The SEC placed “modernizing the U.S. financial regulatory system” on its “High Risk List” in 2009, and five other key focus areas for the watchdog “also have direct implications” to SEC operations, according to the incremental update on the GAO’s recommendations. 

What’s publicly known is that the SEC conducted 69 examinations of FINRA between fiscal years 2018 and 2020. The public version of the GAO report in December faulted the SEC for a dearth of “outcome-oriented” data and “useful information for decision-making,” among other areas discussed in the review.

To some regulatory experts, the secrecy about the report’s details doesn’t seem right. 

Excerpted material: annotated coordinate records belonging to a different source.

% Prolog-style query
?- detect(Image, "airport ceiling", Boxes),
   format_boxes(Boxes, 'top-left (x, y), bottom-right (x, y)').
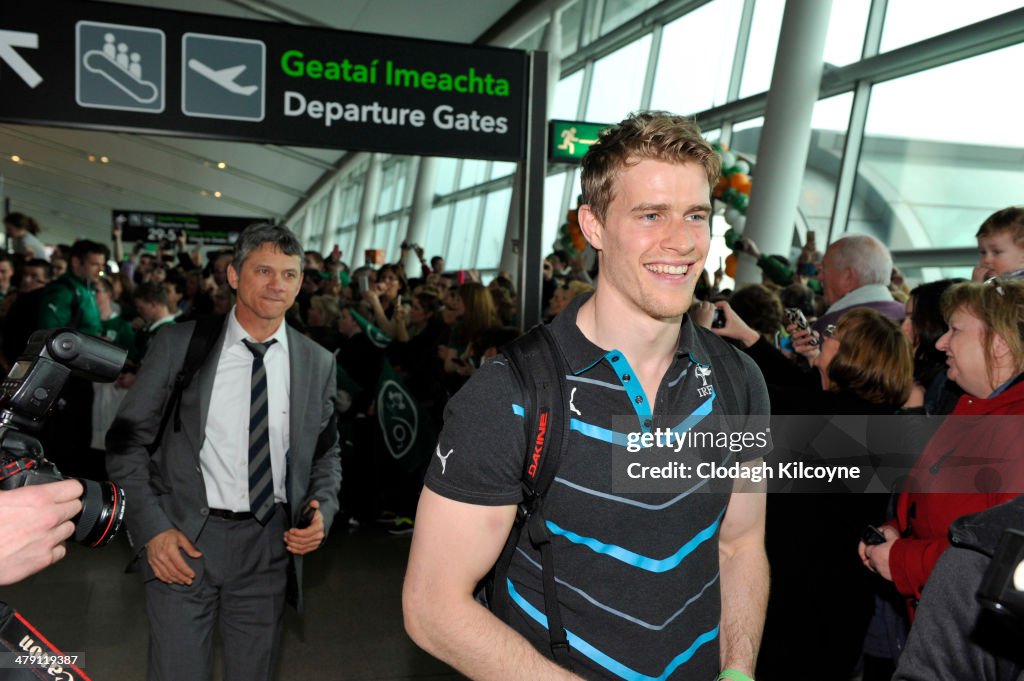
top-left (0, 0), bottom-right (532, 243)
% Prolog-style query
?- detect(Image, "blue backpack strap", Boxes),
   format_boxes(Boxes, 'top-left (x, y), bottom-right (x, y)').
top-left (486, 326), bottom-right (572, 671)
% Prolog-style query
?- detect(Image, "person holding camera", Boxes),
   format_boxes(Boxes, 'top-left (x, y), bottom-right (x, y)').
top-left (106, 223), bottom-right (341, 681)
top-left (0, 480), bottom-right (82, 586)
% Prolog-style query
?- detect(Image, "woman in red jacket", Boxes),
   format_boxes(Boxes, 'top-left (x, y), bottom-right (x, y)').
top-left (859, 280), bottom-right (1024, 615)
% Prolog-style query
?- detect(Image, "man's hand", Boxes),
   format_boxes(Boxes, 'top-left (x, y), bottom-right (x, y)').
top-left (285, 499), bottom-right (324, 556)
top-left (0, 480), bottom-right (82, 585)
top-left (711, 300), bottom-right (761, 347)
top-left (145, 527), bottom-right (203, 586)
top-left (785, 324), bottom-right (821, 360)
top-left (857, 525), bottom-right (900, 582)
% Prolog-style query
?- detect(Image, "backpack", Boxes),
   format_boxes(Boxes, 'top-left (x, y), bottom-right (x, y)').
top-left (481, 326), bottom-right (572, 671)
top-left (145, 314), bottom-right (226, 456)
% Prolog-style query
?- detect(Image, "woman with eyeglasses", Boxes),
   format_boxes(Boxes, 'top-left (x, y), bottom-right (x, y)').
top-left (859, 280), bottom-right (1024, 615)
top-left (713, 302), bottom-right (912, 681)
top-left (900, 279), bottom-right (964, 416)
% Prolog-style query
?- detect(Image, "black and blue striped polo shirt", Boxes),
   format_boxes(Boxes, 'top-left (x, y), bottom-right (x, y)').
top-left (426, 296), bottom-right (769, 681)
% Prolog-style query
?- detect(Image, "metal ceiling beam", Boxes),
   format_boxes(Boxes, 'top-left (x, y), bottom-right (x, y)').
top-left (125, 132), bottom-right (305, 197)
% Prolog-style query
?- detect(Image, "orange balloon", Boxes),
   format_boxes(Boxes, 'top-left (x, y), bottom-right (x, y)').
top-left (729, 173), bottom-right (752, 194)
top-left (725, 253), bottom-right (736, 279)
top-left (712, 175), bottom-right (729, 199)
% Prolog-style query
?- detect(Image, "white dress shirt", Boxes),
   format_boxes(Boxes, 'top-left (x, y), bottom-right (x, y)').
top-left (199, 307), bottom-right (291, 512)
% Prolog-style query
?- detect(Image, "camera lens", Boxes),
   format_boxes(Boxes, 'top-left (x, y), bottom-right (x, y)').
top-left (73, 478), bottom-right (125, 549)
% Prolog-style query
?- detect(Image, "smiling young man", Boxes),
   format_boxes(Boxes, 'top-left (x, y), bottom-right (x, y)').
top-left (403, 113), bottom-right (768, 680)
top-left (106, 224), bottom-right (341, 681)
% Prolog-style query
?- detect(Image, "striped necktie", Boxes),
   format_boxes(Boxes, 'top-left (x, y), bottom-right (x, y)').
top-left (242, 339), bottom-right (276, 525)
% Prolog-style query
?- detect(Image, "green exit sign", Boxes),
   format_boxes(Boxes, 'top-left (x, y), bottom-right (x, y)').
top-left (548, 121), bottom-right (611, 163)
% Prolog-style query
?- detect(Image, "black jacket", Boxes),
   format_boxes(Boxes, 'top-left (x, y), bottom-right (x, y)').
top-left (894, 497), bottom-right (1024, 681)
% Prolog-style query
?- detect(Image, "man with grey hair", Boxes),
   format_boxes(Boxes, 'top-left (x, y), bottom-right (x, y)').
top-left (813, 235), bottom-right (905, 333)
top-left (106, 223), bottom-right (341, 681)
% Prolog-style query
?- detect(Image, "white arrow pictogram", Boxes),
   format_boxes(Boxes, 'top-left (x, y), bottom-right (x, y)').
top-left (0, 31), bottom-right (43, 87)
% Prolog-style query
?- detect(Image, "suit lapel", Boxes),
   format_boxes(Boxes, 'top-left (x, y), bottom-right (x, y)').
top-left (192, 320), bottom-right (227, 459)
top-left (288, 327), bottom-right (309, 468)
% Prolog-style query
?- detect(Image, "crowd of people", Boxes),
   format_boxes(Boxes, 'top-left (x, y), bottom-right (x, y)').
top-left (0, 120), bottom-right (1024, 681)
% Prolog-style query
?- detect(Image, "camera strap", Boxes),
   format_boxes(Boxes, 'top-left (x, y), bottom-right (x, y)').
top-left (0, 602), bottom-right (89, 681)
top-left (145, 314), bottom-right (226, 456)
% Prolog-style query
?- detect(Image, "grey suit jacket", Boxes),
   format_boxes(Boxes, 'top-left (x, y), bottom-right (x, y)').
top-left (106, 315), bottom-right (341, 607)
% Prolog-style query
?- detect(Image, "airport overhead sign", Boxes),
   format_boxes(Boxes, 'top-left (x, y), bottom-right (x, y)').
top-left (0, 0), bottom-right (528, 161)
top-left (111, 209), bottom-right (267, 246)
top-left (548, 121), bottom-right (611, 163)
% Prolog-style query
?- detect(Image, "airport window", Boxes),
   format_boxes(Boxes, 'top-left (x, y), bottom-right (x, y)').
top-left (587, 34), bottom-right (650, 123)
top-left (739, 0), bottom-right (868, 98)
top-left (561, 2), bottom-right (585, 56)
top-left (459, 159), bottom-right (487, 189)
top-left (880, 0), bottom-right (1021, 52)
top-left (601, 0), bottom-right (657, 36)
top-left (739, 0), bottom-right (778, 99)
top-left (650, 0), bottom-right (742, 114)
top-left (548, 69), bottom-right (584, 121)
top-left (434, 158), bottom-right (459, 196)
top-left (422, 204), bottom-right (452, 259)
top-left (444, 197), bottom-right (482, 269)
top-left (476, 187), bottom-right (512, 269)
top-left (851, 44), bottom-right (1024, 250)
top-left (489, 161), bottom-right (519, 179)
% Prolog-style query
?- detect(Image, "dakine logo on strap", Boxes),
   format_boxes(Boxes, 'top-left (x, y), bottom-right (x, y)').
top-left (526, 410), bottom-right (548, 477)
top-left (693, 365), bottom-right (715, 397)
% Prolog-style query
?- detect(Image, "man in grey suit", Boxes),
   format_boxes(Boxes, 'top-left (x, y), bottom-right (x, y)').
top-left (106, 224), bottom-right (341, 681)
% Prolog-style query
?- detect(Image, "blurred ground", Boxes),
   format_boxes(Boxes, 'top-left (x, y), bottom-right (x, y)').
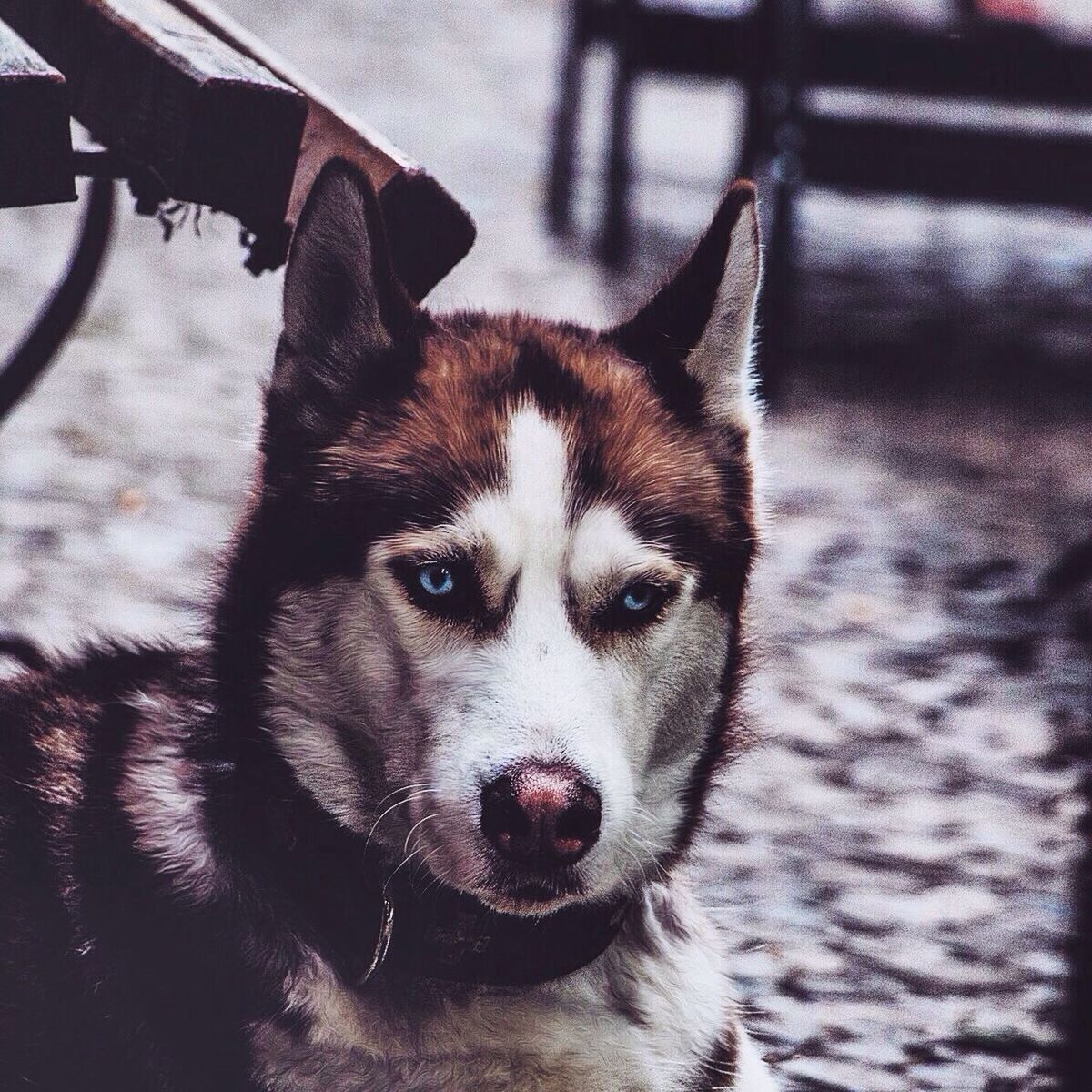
top-left (0, 0), bottom-right (1092, 1092)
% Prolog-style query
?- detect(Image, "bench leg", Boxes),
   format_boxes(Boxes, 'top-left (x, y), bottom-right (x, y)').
top-left (759, 160), bottom-right (797, 404)
top-left (546, 11), bottom-right (588, 235)
top-left (0, 172), bottom-right (114, 424)
top-left (600, 46), bottom-right (634, 266)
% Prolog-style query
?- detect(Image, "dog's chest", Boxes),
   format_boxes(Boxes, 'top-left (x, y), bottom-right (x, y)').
top-left (253, 913), bottom-right (732, 1092)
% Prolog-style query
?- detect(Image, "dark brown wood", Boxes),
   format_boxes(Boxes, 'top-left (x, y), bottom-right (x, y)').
top-left (803, 116), bottom-right (1092, 211)
top-left (162, 0), bottom-right (475, 299)
top-left (804, 20), bottom-right (1092, 108)
top-left (0, 23), bottom-right (76, 208)
top-left (0, 0), bottom-right (307, 245)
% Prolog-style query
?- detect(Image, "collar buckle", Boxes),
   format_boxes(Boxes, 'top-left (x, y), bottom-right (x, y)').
top-left (356, 891), bottom-right (394, 988)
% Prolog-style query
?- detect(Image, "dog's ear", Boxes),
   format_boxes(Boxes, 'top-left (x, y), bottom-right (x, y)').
top-left (605, 181), bottom-right (763, 430)
top-left (266, 159), bottom-right (422, 443)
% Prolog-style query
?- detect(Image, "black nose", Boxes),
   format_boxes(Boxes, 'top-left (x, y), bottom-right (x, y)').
top-left (481, 763), bottom-right (602, 868)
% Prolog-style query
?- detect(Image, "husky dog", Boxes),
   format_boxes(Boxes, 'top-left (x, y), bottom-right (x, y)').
top-left (0, 163), bottom-right (774, 1092)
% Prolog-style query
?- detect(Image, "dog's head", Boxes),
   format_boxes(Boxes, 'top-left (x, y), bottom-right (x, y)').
top-left (239, 164), bottom-right (759, 913)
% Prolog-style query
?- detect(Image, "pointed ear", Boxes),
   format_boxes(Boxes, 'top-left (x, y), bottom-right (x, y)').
top-left (605, 181), bottom-right (763, 430)
top-left (266, 159), bottom-right (422, 443)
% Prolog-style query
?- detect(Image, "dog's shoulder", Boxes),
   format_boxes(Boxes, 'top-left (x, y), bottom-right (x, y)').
top-left (0, 644), bottom-right (199, 825)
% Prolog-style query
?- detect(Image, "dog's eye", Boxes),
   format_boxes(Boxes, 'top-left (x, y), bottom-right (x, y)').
top-left (392, 557), bottom-right (484, 622)
top-left (622, 583), bottom-right (662, 613)
top-left (599, 580), bottom-right (672, 630)
top-left (417, 564), bottom-right (455, 596)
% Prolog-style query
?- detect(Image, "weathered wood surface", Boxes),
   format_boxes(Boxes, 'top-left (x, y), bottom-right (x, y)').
top-left (0, 0), bottom-right (307, 246)
top-left (169, 0), bottom-right (475, 299)
top-left (0, 16), bottom-right (76, 208)
top-left (801, 116), bottom-right (1092, 212)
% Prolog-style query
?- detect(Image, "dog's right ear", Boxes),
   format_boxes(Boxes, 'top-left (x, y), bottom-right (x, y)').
top-left (266, 159), bottom-right (422, 446)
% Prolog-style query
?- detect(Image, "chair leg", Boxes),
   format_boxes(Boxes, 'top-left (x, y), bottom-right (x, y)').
top-left (759, 167), bottom-right (797, 404)
top-left (546, 12), bottom-right (588, 235)
top-left (600, 42), bottom-right (634, 266)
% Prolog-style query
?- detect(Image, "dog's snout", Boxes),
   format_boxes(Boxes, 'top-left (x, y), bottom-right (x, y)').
top-left (481, 763), bottom-right (602, 867)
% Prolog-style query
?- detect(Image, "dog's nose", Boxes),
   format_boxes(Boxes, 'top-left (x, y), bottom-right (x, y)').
top-left (481, 763), bottom-right (602, 868)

“As is always the case, when you empower a government agency to classify information, or to designate information confidential, that can be used more broadly than necessary to obfuscate and prevent the public from accessing information that the public or the industry should have a right to review and understand and make judgments about,” said Michael Canning, the former director of policy and government affairs for the North American Securities Administrators Association and founder of consulting firm The LXR Group.

The watchdog’s June 17 update cited the latest status on the “priority” adjustments to the SEC’s exams of FINRA. First, performance metrics with enhanced tracking of the outcomes of the exams would “provide greater assurance that FINRA is carrying out its regulatory responsibilities and that SEC is meeting its mission, including protecting investors and maintaining efficient markets,” it said. 

Second, bulked-up procedures to monitor deficiencies and corrective actions would “provide [the] SEC with reasonable assurance that it is gaining key information about the state of risk in its oversight of FINRA and the extent to which identified risks have been appropriately mitigated,” it said. 

Third, it said, specific identification of the most important findings of the exams and coordination among the two regulators about them would help the SEC “gain reasonable assurance that it has correctly and consistently identified and communicated its most important findings internally and to FINRA.”

The report didn’t provide an expected timeline for the SEC to carry out the recommendations.

The watchdog follows up with government agencies, which include the SEC “at minimum on a yearly basis, sometimes more frequently,” to check on the progress, said Michael Clements, the GAO’s director of Financial Markets and Community Investment. He added that the SEC “had some actions underway; they need to simply finish those actions to satisfy the recommendations.”